Het was nog maar een paar dagen voor kerst. En al dagen woedde er een sneeuwstorm op de Noordpool.
Kerstman Pol zat in zijn grote fluwelen stoel te eten. De kerstvrouw had zijn favoriete stoofschotel gemaakt. Stoofvlees met veel groenten en rozijnen. Het eten bracht kerstman Pol even in een goed humeur. Al dagen was hij niet vrolijk. Zijn dienstplicht liep dit jaar af. Dit zou zijn laatste kerst zijn. Geen ritje meer op de kerstslee. Nooit meer het hoge woord tegen zijn hulpelfen. Geen schoorstenen meer inglijden. En het belangrijkste: nooit meer al die vrolijke gezichtjes van alle kinderen zien, wanneer ze het gewenste cadeau ontvangen.
Het was een ramp. Hoe moest hij in een korte tijd een opvolger vinden? Een opvolger die verder ging met alles wat kerstman Pol achter moest laten, zodat hij tenslotte kon gaan genieten van zijn pensioen. Hij was nog niet klaar om een rustig leven te leiden. Het liefste werkte hij gewoon door.

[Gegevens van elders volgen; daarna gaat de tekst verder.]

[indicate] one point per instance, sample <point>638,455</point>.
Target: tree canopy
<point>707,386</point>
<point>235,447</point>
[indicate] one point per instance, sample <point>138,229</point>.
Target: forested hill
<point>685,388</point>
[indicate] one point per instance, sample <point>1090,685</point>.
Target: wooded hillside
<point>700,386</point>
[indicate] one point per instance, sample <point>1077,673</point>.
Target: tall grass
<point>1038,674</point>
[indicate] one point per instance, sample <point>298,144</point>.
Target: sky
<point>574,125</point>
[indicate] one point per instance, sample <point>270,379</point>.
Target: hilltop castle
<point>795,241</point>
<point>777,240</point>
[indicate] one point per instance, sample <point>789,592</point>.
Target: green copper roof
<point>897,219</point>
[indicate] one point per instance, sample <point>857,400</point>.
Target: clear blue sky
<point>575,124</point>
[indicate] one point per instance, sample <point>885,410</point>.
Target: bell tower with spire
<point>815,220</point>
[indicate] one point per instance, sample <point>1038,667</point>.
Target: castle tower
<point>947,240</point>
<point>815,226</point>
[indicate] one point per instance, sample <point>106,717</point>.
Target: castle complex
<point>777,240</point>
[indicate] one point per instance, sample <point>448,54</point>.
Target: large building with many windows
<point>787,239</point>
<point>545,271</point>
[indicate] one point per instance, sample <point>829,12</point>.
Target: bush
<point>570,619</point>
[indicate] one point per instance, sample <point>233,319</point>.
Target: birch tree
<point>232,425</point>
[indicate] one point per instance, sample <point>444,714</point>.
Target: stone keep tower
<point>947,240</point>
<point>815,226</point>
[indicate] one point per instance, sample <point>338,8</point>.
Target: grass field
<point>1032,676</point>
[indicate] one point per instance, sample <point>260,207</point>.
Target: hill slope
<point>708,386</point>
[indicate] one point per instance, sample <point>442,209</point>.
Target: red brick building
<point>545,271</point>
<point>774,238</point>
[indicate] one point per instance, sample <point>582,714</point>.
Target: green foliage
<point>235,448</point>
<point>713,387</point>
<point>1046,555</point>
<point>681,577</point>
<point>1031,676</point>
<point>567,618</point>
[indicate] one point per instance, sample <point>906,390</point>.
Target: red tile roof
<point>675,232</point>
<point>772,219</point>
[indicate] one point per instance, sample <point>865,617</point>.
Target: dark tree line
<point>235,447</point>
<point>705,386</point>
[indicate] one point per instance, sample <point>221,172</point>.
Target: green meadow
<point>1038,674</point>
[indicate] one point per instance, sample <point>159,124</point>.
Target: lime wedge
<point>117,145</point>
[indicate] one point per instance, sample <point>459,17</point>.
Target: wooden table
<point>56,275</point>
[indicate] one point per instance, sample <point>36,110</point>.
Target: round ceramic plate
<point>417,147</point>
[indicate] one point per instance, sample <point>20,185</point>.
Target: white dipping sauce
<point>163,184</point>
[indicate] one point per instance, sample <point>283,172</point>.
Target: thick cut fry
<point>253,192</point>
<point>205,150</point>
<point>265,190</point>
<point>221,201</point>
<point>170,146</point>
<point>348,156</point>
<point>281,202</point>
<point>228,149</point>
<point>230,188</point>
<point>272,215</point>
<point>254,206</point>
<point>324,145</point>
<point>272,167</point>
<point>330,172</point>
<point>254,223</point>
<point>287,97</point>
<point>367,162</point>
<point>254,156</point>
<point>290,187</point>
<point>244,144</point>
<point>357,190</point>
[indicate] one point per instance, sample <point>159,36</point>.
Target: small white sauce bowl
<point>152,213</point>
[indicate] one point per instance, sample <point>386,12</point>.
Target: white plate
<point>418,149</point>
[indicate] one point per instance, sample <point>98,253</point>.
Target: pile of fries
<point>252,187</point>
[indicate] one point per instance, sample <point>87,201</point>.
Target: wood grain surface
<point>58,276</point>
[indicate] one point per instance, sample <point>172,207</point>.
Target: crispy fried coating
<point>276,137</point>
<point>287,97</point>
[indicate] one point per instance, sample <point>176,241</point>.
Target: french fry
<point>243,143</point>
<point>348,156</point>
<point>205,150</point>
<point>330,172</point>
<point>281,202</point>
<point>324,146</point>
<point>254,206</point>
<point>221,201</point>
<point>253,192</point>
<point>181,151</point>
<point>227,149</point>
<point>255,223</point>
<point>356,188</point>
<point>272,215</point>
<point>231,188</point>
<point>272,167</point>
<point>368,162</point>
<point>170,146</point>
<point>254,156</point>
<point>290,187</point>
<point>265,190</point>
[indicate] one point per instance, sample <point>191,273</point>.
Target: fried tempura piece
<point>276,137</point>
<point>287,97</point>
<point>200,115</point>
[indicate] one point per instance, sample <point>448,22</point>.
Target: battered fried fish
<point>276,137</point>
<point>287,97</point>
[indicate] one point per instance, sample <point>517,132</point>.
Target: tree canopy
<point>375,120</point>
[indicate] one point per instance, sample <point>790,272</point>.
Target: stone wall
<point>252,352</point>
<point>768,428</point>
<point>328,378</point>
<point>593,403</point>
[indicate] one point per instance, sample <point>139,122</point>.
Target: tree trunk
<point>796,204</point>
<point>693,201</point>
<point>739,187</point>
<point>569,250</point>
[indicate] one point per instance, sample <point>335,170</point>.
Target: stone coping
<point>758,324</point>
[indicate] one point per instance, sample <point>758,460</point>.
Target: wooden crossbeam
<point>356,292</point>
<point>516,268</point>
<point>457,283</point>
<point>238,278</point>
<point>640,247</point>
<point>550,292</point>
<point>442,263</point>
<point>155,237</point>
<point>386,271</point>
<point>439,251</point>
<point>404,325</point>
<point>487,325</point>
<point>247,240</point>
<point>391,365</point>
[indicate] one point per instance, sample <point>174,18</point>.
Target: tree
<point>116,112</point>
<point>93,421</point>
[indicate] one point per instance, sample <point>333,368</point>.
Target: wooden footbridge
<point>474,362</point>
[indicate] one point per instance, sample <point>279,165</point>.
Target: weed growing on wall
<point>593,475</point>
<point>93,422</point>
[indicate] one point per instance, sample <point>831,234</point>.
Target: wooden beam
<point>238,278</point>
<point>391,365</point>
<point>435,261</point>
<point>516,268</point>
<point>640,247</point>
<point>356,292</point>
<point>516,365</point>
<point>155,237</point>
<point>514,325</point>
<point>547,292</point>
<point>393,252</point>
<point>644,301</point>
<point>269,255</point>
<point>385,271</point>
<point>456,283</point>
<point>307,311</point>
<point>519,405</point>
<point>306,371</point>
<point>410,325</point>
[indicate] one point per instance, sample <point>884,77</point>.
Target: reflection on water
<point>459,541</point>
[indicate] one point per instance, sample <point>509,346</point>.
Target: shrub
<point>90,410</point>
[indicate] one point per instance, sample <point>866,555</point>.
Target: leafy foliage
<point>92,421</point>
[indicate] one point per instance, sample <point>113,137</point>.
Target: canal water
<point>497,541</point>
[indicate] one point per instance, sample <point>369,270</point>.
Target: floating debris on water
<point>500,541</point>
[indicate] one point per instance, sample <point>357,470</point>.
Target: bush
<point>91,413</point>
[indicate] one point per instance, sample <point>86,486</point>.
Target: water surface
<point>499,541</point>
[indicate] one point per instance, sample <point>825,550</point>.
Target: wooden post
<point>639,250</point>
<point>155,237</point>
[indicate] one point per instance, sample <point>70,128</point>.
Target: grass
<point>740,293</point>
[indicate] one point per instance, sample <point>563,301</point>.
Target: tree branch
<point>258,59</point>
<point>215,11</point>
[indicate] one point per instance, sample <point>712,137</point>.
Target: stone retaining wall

Er werd op de deur geklopt.
“Kom binnen,” sprak de kerstman.
Zijn vrouw kwam binnen met een stapel brieven.
“Heeft het eten gesmaakt?”
“Het was weer heerlijk, dank je.” De kerstman wreef nog eens voldaan over zijn dikke buik. “Zijn dat de brieven van de kinderen?”
“Ja, dit zijn alle verlanglijsten en de bovenste zijn een paar belangrijke die je zeker moet lezen. Blijkbaar voelen een aantal kinderen in deze wereld dat je wat bedroefd bent. Ze willen je opvrolijken met een mooie tekening.” De kerstvrouw legde de stapel brieven op het bureau en gaf haar man een kus op zijn wang. Dan verliet ze de kamer.

CC0 Creative Commons – bron: pixabay.com

Kerstman Pol leunde languit in zijn stoel. De brieven konden ook later gelezen worden. Eerst was het even tijd om de ogen te sluiten…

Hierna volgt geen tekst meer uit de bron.